To better describe the main difficulty in the Koorde implementation (and also why our implementation requires a linear number of hops, much greater than we expected), we give some more background on the Koorde algorithm described in the paper. As described in our introduction, recall that the Koorde algorithm is defined as follows: if the current node has ID n, then node n can perform a lookup of node n’ by simply traversing the de Bruijn graph, i.e. by “shifting-in” the most significant bits of n’ one at a time. Notably, this corresponds to hopping from n → (2n || top_bit(n’)) mod Q → … → n’, where x || y means that we adjoin bit y to bit-string x on the right . When every node of the de Bruijn graph is present in the network, this solution is clean and simple: it is relatively easy to see that O(log Q) hops suffices to reach any destination n’ from n. However, the main challenge is handling the case where not every de Bruijn graph node on the path from n to n’ actually appears in the network — indeed, this sparse case is the more important (and realistic) case to consider for our setting of DHTs.

To handle this case, the paper describes extending the above (simplified) algorithm as follows: instead of performing hops on the real de Bruijn graph, the algorithm describes the idea of selecting an imaginary starting node i, and at each step, the algorithm simulates a hop from i to i || top_bit(n’), thus shifting in the correct bit-values for the target node n’. While this approach seems plausible, many crucial details were omitted that would allow this algorithm to be implemented as intended. For instance, through our time studying this approach, it has become clear that the way in which the “best imaginary node” is selected before performing the simulated lookup(n’, i) operation will greatly affect the number of hops needed to arrive at the target node n’. This procedure is not provided by the paper; the paper did briefly mention one possible approach, which we tried, but this approach did not seem to improve the asymptotic number of hops for a lookup.
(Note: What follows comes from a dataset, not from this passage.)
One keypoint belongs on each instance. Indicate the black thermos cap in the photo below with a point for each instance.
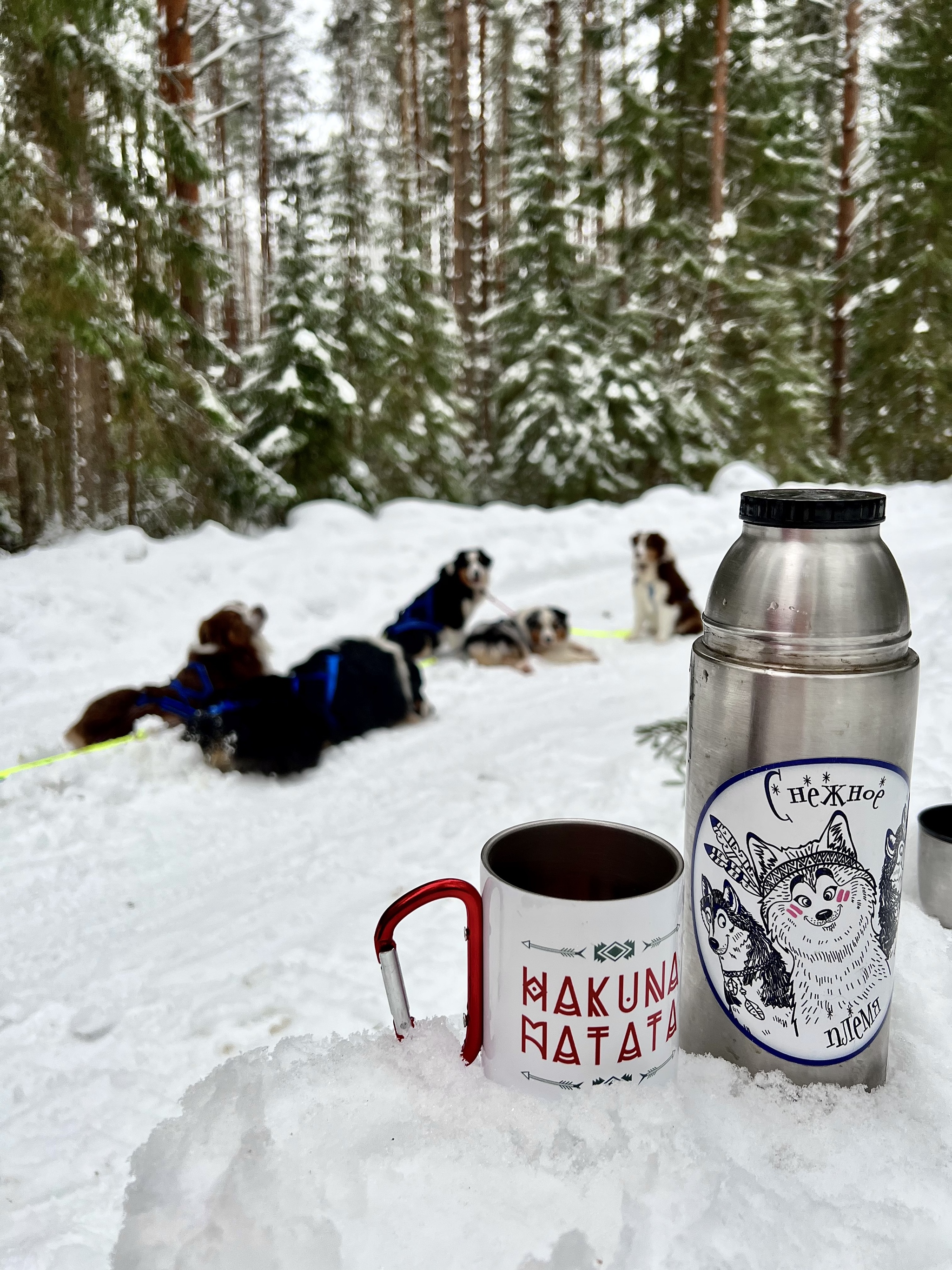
(813, 508)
Notably, the lookup function (excluding the procedure to select the imaginary node i) was the only function that was explicitly given in the paper, and we followed their specifications exactly. However, after many hours of debugging and trying to fix our implementation, we believe that the lookup function (as well as the selection of imaginary node i) would need to be significantly adjusted from the presentation in the paper in order to achieve the desired functionality. We believe this to be the case with our current selection of the best “imaginary” node.
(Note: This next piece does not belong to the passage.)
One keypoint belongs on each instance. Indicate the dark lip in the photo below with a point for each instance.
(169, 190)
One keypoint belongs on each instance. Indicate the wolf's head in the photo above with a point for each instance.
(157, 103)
On a separate (but related) note, we had difficulties in implementing the procedure update_others, which should update all of appropriate “next” pointers (self.next := predecessor of 2 * self.ID) of nodes that precede the joining node n and for which n should be their new “next.” While we believe we correctly implemented this function, it was also not provided in the paper, so this made debugging challenging.

References

Chord: A Scalable Peer-to-peer Lookup Service for Internet Applications. Ion Stoica, Robert Morris, David Karger, M. Frans Kaashoek, Hari Balakrishnan. 2003.
Koorde: A Simple Degree-Optimal Distributed Hash Table. M. Frans Kaashoek, David R. Karger. 2003.